The disease may be one of the manifestations of a congenital generalized infectious process, occurring with hepatosplenomegaly, rashes on the skin and mucous membranes, damage to the central nervous system and other symptoms of a congenital infection: chorioretinitis (with rubella and toxoplasmosis); bone changes (with syphilis), etc.

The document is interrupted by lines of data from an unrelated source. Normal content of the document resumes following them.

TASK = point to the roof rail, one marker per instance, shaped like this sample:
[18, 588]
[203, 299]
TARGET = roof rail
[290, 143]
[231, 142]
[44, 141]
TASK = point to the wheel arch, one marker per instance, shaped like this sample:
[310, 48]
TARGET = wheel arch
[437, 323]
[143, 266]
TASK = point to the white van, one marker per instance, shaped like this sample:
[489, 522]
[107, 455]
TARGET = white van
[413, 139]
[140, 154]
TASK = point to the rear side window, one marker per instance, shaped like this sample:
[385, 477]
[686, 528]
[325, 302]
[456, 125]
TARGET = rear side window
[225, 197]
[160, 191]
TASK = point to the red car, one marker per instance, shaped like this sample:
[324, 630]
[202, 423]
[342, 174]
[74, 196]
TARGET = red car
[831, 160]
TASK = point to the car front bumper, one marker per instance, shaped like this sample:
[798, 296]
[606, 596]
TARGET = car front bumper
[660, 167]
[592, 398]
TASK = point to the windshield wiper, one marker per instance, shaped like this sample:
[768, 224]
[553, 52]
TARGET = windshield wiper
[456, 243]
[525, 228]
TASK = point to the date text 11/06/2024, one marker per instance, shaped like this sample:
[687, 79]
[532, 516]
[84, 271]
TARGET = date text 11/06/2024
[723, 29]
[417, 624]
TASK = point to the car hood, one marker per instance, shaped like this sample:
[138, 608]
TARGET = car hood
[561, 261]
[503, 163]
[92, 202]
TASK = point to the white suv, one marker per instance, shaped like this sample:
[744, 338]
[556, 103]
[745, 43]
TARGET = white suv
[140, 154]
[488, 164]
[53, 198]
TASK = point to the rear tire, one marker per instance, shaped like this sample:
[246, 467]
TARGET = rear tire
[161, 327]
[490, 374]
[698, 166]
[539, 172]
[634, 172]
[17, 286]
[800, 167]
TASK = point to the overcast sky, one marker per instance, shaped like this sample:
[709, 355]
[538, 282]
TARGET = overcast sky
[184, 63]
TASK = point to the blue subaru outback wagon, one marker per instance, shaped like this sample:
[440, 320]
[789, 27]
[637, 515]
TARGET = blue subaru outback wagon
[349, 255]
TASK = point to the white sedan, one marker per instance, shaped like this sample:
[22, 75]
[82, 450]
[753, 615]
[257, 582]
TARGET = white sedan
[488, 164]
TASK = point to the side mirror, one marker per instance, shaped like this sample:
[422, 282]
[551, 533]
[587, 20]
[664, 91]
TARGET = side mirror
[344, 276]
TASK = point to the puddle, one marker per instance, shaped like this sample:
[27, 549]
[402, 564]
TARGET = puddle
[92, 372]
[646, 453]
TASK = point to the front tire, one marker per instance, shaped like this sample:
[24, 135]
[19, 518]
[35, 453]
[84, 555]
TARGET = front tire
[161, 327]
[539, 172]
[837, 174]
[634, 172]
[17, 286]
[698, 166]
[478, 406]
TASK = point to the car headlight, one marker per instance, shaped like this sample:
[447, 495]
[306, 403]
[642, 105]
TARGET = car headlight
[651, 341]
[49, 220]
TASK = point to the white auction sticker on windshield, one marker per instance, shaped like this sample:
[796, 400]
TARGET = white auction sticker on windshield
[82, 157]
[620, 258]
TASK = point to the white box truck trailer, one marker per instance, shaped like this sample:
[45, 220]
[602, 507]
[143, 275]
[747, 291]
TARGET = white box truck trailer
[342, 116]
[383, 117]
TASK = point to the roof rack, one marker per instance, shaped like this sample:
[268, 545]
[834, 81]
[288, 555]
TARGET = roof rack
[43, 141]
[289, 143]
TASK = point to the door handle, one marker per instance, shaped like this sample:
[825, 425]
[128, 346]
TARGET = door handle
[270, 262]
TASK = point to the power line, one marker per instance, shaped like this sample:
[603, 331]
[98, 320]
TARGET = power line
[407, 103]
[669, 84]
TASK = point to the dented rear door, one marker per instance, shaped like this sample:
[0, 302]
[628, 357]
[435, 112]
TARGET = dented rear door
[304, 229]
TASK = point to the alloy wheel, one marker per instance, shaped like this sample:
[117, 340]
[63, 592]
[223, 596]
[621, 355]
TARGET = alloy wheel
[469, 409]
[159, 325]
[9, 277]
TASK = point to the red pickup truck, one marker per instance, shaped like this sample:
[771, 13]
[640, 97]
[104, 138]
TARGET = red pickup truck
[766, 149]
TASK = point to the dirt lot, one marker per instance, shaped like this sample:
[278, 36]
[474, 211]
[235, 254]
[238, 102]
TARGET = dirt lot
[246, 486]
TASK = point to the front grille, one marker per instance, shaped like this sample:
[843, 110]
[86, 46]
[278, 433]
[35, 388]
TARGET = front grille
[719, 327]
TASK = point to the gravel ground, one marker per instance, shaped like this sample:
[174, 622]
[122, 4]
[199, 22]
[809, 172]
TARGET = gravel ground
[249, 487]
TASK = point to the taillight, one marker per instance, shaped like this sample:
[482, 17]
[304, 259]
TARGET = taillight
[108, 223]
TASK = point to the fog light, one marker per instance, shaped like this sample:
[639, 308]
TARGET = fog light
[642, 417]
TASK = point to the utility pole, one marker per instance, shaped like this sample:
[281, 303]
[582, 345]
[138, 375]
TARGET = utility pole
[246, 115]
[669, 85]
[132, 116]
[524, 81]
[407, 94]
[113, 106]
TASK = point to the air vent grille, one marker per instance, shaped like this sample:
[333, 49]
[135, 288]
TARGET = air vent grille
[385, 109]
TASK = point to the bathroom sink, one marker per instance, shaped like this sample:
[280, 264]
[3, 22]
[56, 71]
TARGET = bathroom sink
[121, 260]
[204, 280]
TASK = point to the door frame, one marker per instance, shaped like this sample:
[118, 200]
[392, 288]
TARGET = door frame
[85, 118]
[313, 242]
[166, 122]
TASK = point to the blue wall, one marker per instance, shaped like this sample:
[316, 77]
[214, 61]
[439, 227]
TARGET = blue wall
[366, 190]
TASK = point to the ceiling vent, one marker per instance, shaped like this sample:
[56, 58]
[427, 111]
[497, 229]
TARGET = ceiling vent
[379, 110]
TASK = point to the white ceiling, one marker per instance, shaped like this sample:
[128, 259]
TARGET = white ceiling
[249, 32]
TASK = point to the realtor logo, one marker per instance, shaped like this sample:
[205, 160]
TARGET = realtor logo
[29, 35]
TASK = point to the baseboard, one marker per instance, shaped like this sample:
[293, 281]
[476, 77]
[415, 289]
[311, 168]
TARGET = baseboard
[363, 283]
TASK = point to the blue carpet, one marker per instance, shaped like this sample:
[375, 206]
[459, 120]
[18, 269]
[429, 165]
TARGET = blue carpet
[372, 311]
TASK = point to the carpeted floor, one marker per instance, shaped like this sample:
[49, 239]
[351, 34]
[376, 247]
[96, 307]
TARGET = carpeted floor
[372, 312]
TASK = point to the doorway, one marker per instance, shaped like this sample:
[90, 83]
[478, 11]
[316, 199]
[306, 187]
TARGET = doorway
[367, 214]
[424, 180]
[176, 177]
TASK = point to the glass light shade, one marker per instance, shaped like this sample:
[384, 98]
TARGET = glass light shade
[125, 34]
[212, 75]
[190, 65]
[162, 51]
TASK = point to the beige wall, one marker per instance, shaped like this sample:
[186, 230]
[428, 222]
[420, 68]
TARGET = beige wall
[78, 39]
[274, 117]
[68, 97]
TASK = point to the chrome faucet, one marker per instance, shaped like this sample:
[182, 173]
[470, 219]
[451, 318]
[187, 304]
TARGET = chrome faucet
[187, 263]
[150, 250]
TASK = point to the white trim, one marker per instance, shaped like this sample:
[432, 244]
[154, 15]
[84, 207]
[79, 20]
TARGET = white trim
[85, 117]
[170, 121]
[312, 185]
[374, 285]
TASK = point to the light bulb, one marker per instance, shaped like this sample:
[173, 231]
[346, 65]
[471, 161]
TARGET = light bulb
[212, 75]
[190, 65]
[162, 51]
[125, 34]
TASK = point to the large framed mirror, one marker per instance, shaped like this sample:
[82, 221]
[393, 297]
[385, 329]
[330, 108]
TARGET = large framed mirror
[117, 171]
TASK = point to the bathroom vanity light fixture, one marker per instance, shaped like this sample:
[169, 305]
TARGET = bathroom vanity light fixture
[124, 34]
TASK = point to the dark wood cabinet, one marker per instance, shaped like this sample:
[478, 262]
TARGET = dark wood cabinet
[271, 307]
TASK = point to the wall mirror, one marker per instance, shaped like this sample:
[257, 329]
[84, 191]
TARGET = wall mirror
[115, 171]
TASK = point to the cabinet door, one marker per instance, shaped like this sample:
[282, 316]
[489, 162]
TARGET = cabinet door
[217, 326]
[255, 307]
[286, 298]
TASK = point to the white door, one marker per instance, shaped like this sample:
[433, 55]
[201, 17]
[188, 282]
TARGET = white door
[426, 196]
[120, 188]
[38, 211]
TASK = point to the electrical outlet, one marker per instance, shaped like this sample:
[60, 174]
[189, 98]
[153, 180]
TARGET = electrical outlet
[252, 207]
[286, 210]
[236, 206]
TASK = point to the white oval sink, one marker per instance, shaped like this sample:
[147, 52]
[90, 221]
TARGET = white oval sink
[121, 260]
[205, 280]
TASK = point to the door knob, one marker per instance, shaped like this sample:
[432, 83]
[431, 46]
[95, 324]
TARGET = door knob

It is possible for intrauterine pneumonia to occur as an independent disease caused by intrauterine infection of the lungs of the fetus.
The incidence of intrauterine pneumonia is 1.79 per 1000 live births.
What causes intrauterine pneumonia?
The cause of the development of intrauterine pneumonia depends on the routes of infection.
In hematogenous transplacental infection of the fetus, pneumonia is most often caused by TORCH infection pathogens: Toxoplasma gondii, Polynosa rubeolae (rubella virus), Cytomegalovirus hominis (cytomegalovirus), Herpes simplex virus (herpes simplex virus), as well as Treponema pallidum and Listeria monocytogenes. Usually, in such cases, intrauterine pneumonia is part of a congenital generalized infectious process and develops in the first 72 hours of life.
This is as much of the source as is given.